The imperative that we be good objects and at the same time "not want it," while processing the anger of men over whether we have succeeded or failed (both equally occasions for anger and/or resentment) is a double bind that made me miserable as a young teen. As an adult, playing with that anger consciously is deliciously fun in multiple contexts.

Being a good and moral object means making an effort to conform to societal norms of beauty, but not slipping into the dangerous and threatening waters of the seductive or in any way erotic. When I was a couple of years out from starting my period, my mother was anxious that I style my hair and wear some lipstick before leaving the house. Dark eye makeup and red lipstick, however, made her even more anxious.

Aha! you say, what about the MILF? Thinking naively that you have unraveled my brilliant analysis of beauty bondage. Oh please, get over yourself, I counter. I have spent more time obsessing about this than you have spent in lifetime aggregate styling your hair. The MILF falls under the cleansing male ownership of a husband, and is therefore not sullied. The MILF is not a young single mother in the popular imagination. In the popular imagination the MILF is a middle-aged, married woman of some civic and moral standing in the community. She is the MILF, not that whore who lives up around the corner with her husband. She is the MILF, not that hot piece of ass with the kid. She is the MILF, not my friend with the toddler. MILF is other: she exists in relation to the friends of her own children (and perhaps some of her husband's friends) but the term originated with adolescent boys owning up to their fantasies about some of the mothers in the neighborhood. The MILF is wholesome in her fuckability. It is precisely her lack of overt sexuality that is so titillating. Her tight jeans are accidentally delicious. Her big breasts got that way the old fashioned way, breastfeeding. Her subtle use of cosmetics and carefully pleasant while not the least bit purposefully seductive dress place her in the middle-aged section of the neighborhood occupied by the bespectacled hot nerd girl, who likewise is accidentally hot.
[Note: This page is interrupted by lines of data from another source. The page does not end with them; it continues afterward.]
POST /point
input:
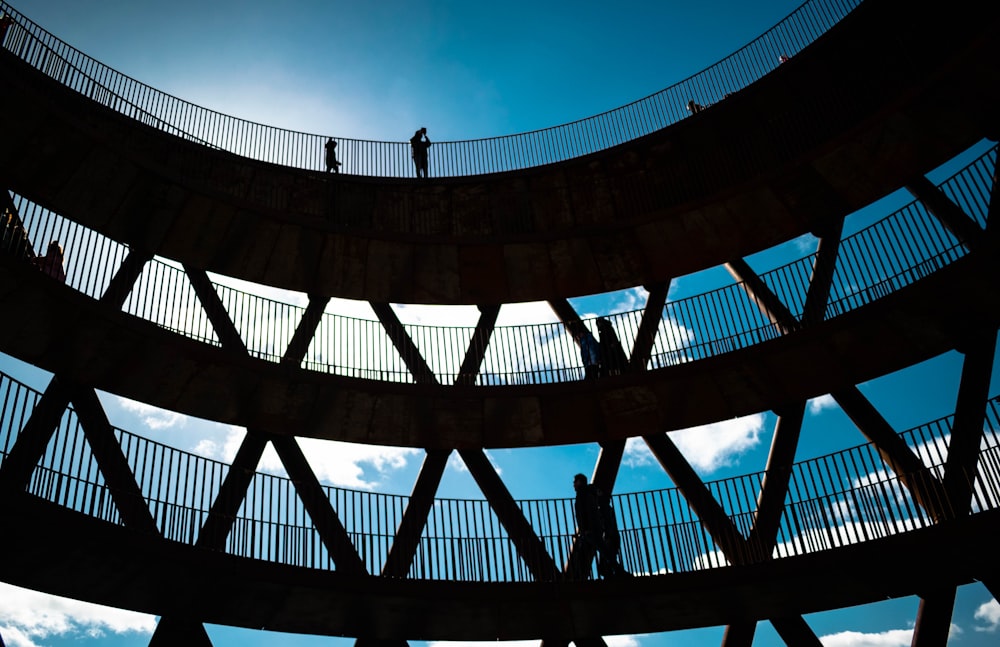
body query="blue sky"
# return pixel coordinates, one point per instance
(464, 70)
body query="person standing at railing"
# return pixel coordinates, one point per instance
(5, 22)
(695, 107)
(331, 156)
(52, 262)
(597, 527)
(590, 353)
(613, 360)
(419, 144)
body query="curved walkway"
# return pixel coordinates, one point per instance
(886, 297)
(844, 516)
(69, 334)
(854, 118)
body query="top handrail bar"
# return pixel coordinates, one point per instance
(39, 48)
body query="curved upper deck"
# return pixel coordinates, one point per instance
(897, 292)
(472, 574)
(852, 117)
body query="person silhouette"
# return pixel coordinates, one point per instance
(419, 144)
(331, 156)
(597, 526)
(613, 359)
(590, 353)
(52, 262)
(5, 22)
(694, 106)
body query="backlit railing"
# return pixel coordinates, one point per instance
(872, 263)
(832, 501)
(76, 70)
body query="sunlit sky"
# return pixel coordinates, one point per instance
(464, 70)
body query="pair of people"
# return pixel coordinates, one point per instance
(597, 527)
(604, 358)
(419, 144)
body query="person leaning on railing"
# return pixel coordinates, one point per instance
(13, 238)
(52, 262)
(5, 22)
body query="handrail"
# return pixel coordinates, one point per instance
(842, 498)
(872, 263)
(138, 101)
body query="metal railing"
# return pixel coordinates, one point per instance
(874, 262)
(46, 53)
(836, 500)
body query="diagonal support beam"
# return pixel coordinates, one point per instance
(108, 454)
(527, 543)
(934, 618)
(17, 468)
(777, 474)
(171, 632)
(317, 504)
(795, 632)
(925, 489)
(821, 281)
(404, 345)
(711, 514)
(407, 537)
(948, 213)
(967, 427)
(229, 337)
(126, 276)
(480, 341)
(222, 514)
(305, 331)
(652, 315)
(767, 301)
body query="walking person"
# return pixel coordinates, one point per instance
(419, 144)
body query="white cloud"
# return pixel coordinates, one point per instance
(153, 417)
(891, 638)
(28, 616)
(708, 447)
(612, 641)
(988, 613)
(823, 402)
(333, 462)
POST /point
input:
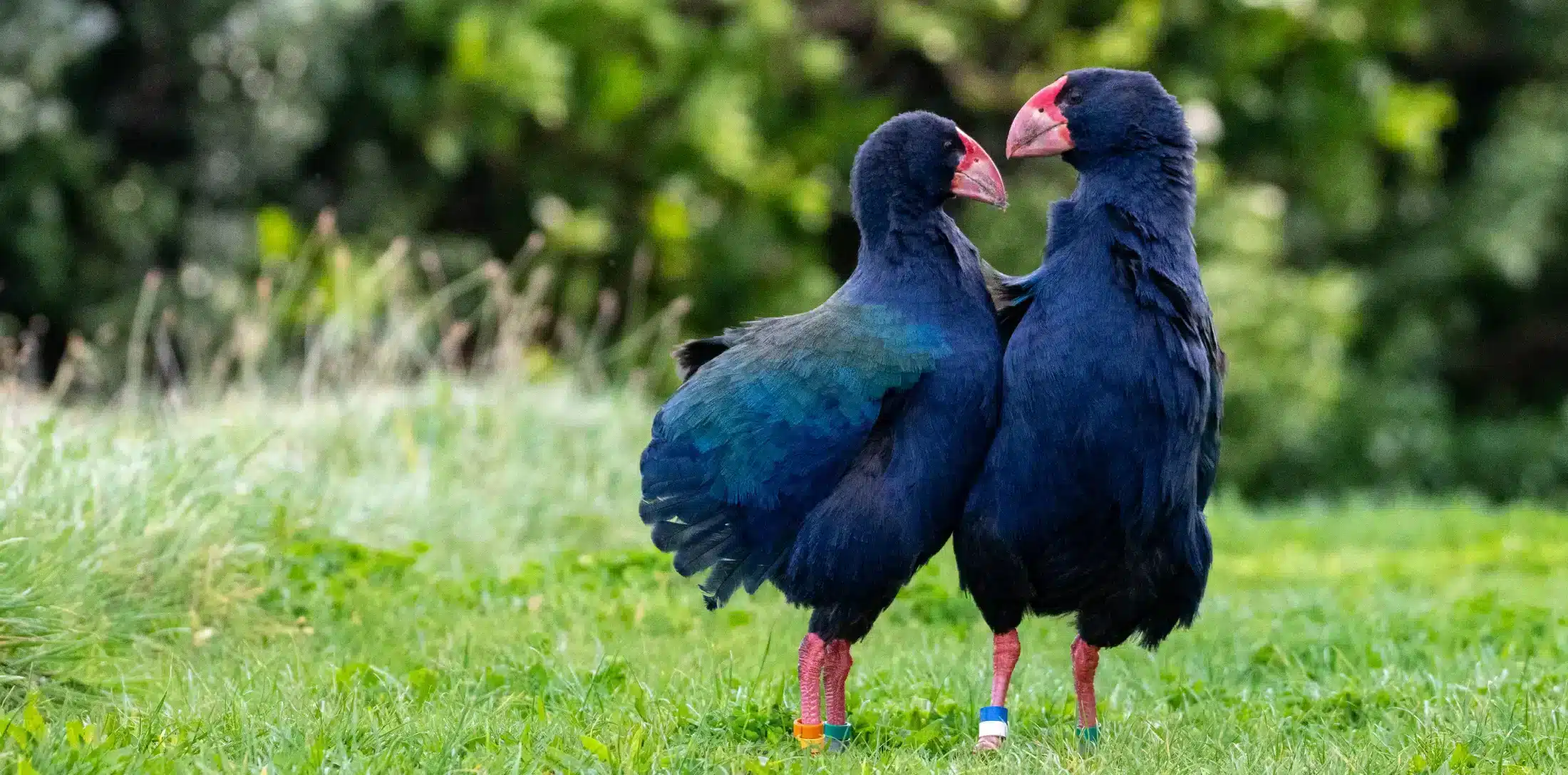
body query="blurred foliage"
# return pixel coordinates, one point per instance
(1382, 184)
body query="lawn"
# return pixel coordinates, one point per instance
(453, 580)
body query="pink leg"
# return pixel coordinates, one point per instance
(1085, 660)
(1004, 657)
(811, 658)
(836, 670)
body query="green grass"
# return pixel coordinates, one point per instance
(453, 580)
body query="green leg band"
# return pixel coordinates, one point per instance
(837, 737)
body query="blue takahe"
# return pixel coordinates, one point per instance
(830, 452)
(1092, 495)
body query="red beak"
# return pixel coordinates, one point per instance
(1040, 129)
(977, 176)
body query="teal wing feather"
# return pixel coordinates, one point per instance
(764, 430)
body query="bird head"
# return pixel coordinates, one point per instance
(922, 159)
(1096, 113)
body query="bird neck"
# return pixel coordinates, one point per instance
(1156, 185)
(897, 217)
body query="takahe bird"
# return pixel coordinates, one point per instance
(830, 452)
(1092, 495)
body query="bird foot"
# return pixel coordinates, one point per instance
(990, 742)
(1088, 738)
(810, 737)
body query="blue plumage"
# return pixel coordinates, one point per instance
(1092, 496)
(830, 452)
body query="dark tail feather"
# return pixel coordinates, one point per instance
(1181, 589)
(693, 354)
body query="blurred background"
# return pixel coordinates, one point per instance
(200, 196)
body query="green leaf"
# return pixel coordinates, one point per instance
(598, 749)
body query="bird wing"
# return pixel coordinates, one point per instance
(1164, 279)
(764, 430)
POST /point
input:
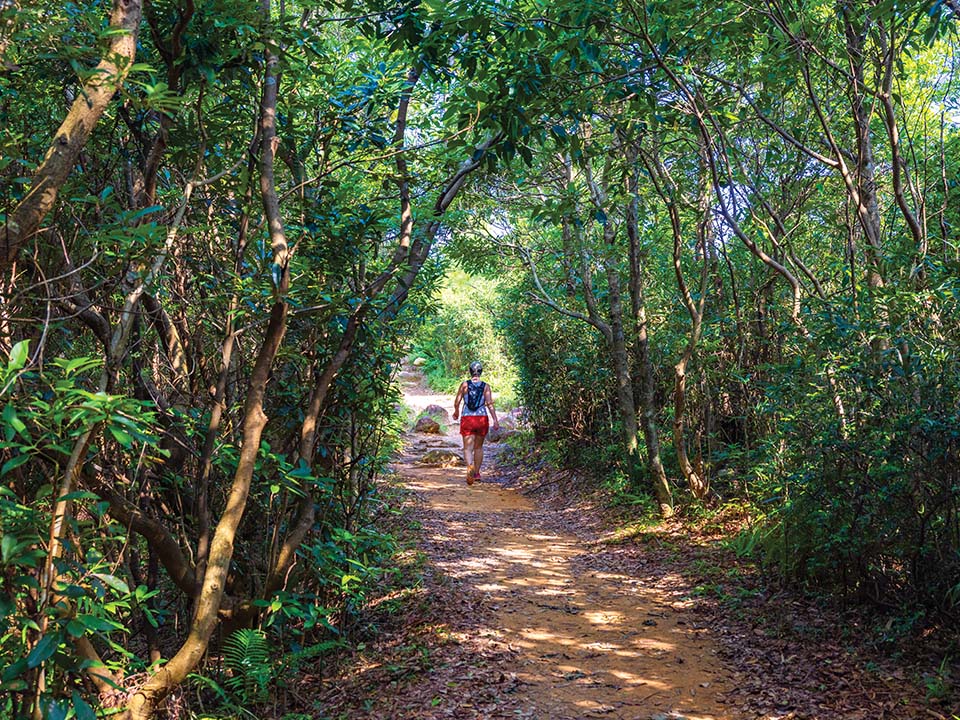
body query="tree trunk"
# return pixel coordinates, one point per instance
(91, 101)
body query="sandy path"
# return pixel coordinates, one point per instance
(587, 641)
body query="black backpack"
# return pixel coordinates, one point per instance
(475, 395)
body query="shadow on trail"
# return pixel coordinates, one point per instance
(586, 641)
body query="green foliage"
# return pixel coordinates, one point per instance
(465, 328)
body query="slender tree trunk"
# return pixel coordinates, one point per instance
(648, 410)
(23, 222)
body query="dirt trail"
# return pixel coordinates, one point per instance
(586, 641)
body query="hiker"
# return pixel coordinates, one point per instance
(477, 400)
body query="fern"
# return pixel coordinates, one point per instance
(246, 656)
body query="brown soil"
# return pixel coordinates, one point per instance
(586, 643)
(532, 610)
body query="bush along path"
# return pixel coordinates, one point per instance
(533, 610)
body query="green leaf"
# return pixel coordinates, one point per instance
(43, 650)
(12, 422)
(114, 582)
(7, 546)
(122, 436)
(93, 622)
(18, 355)
(14, 462)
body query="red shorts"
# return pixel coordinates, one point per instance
(474, 425)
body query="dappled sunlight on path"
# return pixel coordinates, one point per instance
(586, 642)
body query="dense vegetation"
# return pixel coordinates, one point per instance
(727, 248)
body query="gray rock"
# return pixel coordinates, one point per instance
(438, 413)
(427, 425)
(441, 458)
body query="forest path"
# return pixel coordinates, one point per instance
(584, 639)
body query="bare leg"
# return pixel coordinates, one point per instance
(478, 454)
(468, 451)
The bespectacled hot nerd girl has a hot bod, but it’s hidden under baggy and practical clothes. Her face is beautiful, but without any makeup it’s hard to distinguish her among her more colorful twenty- and thirty-something peers. She identifies as a mind primarily and does not conceive of herself as particularly attractive. Popular mythology says she’s a ravenous sex fiend when you coax her into relaxing enough to show you the tigress inside her. Her emergence as a popular icon, I would argue, coincides with the emergence of raunch culture. As it has become acceptable in some circles for young women to wear T-shirts proclaiming “Slut” and “Porn Star,” that is, as it has become acceptable for young women to admit sexuality and sexual longing, the hot nerd takes the stage. This is progress, but the hot nerd is still responsible for the actions and reactions of others in ways she shouldn’t be, and her hotness is partly due to her lack of guile.

When I was in school there was much discussion of “rape culture.” I don’t dispute the prevalence of “rape culture,” but I have problems with any political or philosophical rubric in which I cannot, in Trent Reznor’s words, “fuck like an animal” or be fucked like an animal. Nine Inch Nails’ song “Closer” received more tsking and headshaking than it should have back in the ‘90s. The psychological complexity of the song was lost on many. I like to fuck. Five years from now when I am fifty, I expect will continue to enjoy fucking. I am not anti-sex, and want to stress that to question rigid definitions of attractiveness and gender roles is a position far from anti-sex. Rather, I am planting a flag of conquest for all the aging women of questionable attractiveness who nonetheless enjoy a sound rogering, a vigorous fuck, an active sex life.